On 27 August 2003, the planet Mars was at its closest to Earth in over 60,000 years. This event coincided with the 2003 National Astronomy Week and so the Stratford upon Avon Astronomical Society decided to celebrate this week with an open evening all about Mars. The meeting consisted of a lecture by Jerry Workman. After this, we had planned to hold a Star Party, where members of the public could view the red planet.
Jerry Workman's talk was based on the discoveries that the Mars missions have made during their time on the surface of the planet and orbiting it. The theory that there is water on Mars was once dismissed. Recently however, this view has been challenged. A lot of evidence of water erosion is clearly displayed on the Martian surface. This water does not sit on the surface, as the atmospheric pressure is too low to retain water and it is very likely in the form of permafrost below the Martian surface. We were shown close up pictures of where water flowed, creating tributaries.

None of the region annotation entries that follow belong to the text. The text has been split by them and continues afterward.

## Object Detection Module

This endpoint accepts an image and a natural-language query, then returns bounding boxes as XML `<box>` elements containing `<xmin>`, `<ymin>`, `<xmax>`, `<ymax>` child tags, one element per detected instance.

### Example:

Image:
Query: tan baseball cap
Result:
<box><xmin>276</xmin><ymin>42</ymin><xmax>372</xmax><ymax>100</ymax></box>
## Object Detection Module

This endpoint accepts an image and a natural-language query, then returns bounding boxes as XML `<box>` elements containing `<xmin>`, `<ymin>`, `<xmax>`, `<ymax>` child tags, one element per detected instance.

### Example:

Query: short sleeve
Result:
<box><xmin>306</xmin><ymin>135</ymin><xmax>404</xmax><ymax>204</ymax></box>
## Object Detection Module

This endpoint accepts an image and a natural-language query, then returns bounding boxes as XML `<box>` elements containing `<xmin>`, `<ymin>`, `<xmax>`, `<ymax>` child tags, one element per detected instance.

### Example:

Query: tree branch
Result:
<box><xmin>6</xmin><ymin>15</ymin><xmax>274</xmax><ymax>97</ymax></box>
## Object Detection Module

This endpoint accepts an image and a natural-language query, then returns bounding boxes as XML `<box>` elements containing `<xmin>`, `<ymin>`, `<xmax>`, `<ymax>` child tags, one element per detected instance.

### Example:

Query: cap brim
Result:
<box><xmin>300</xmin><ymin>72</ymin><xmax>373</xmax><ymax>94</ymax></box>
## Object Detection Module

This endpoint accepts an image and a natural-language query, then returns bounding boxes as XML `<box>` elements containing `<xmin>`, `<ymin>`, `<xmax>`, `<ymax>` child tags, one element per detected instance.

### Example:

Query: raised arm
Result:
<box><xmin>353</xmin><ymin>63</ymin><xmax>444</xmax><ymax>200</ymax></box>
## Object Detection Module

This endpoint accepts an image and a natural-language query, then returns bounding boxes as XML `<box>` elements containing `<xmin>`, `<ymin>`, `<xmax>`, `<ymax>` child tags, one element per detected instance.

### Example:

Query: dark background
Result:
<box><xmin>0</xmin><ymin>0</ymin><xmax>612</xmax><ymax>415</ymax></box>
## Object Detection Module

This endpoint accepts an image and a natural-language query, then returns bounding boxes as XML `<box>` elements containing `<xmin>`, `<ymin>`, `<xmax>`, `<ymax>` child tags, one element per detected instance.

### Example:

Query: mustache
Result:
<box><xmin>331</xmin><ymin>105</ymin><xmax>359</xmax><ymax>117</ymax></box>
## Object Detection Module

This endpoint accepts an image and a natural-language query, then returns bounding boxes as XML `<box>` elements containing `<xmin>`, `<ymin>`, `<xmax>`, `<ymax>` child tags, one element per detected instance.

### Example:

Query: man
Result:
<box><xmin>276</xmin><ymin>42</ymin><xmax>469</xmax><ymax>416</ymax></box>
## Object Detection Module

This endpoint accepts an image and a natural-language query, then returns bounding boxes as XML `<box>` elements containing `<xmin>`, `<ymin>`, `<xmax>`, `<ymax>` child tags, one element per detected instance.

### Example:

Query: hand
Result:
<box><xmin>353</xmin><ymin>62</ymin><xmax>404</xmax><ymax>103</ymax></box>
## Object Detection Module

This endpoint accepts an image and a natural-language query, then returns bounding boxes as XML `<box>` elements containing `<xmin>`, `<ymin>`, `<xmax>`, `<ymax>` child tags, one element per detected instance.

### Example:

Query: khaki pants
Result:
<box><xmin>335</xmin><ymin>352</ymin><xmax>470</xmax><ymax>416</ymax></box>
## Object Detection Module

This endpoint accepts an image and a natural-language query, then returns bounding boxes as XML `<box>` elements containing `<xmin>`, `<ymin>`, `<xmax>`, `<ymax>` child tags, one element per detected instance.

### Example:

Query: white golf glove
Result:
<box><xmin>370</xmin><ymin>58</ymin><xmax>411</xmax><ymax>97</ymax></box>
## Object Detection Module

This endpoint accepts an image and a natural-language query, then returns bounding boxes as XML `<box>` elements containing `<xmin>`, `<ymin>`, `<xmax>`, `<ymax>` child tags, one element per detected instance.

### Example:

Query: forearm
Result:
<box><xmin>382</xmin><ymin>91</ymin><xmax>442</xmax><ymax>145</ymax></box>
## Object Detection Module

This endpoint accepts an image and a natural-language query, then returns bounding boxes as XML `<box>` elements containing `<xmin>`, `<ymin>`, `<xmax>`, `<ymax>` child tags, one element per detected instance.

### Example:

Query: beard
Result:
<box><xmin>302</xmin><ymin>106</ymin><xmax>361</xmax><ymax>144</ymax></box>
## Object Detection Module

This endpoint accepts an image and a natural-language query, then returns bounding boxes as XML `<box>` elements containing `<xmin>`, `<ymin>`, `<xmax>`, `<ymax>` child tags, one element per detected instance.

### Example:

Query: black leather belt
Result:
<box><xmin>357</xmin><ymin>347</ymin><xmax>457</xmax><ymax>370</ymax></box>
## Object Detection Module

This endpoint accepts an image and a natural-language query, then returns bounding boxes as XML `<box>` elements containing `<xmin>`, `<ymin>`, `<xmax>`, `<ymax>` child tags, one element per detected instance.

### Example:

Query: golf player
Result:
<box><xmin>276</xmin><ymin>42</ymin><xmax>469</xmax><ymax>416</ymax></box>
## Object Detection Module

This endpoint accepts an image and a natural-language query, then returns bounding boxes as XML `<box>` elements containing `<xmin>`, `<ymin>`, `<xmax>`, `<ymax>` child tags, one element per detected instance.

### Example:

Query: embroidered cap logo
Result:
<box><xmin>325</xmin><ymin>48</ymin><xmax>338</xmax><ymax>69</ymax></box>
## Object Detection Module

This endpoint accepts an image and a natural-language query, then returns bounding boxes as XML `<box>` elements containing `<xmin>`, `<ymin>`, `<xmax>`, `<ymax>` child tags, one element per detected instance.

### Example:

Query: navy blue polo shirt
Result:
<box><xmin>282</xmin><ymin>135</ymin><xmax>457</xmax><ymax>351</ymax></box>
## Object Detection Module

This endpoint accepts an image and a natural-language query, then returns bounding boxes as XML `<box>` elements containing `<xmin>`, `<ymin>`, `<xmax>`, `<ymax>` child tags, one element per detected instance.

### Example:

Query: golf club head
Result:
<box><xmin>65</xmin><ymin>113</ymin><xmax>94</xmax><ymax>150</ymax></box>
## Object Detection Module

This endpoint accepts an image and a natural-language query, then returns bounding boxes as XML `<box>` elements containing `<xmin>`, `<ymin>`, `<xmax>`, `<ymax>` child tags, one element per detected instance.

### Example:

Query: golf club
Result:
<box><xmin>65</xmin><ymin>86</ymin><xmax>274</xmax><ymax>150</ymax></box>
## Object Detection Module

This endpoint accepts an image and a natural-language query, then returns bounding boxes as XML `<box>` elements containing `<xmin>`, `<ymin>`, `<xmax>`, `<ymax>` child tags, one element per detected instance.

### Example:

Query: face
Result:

If you stood on Mars, the surface would look and feel like chalk dust. This dust is blown around by the wind and due to the low gravity, huge dust storms covering the whole planet can form. These dust storms occur more frequently when the planet nears the Sun. Therefore, observation of Mars can be hampered by the weather on the planet itself in addition to that on Earth. After the talk, it was hoped that the clouds (on Earth) would have cleared, giving everyone a chance to see the planet. Unfortunately, the weather didn't co-operate.
The recent excitement about Mars concerns the morning of 27 August 2003, when Mars and the Earth were at their closest for 60,000 years. They passed at a distance of 55,760,000 km.
So why does this happen? The Earth is closer to the Sun than Mars and takes a shorter time to go around the Sun, 365 days compared with the 687 days of Mars. Every twenty six months, we overtake Mars on the inside track. This is known as opposition. The planets' orbits are elliptical, and so their proximity to the Sun varies. At this particular opposition, Mars was nearing is closest to the Sun, whilst the Earth was nearing its furthest. Therefore the distance from the Earth to Mars was minimised. This doesn't happen very often but has happened in: 1845, 1877, 1892, 1924, 1956, and 1971. In the future it will happen on 27 July 2018 and 15 September 2035.
Even though this event has gone, it is still possible to see Mars as we leave it behind. On good nights throughout September, it will still be the brightest object in the southern sky and it rises earlier each night. You can see the South Polar Cap quite easily in a small telescope. With larger amateur telescopes you can see more detail of the red planet's surface. The reason it is red is because of iron(III) oxide – in other words, rust – on the surface.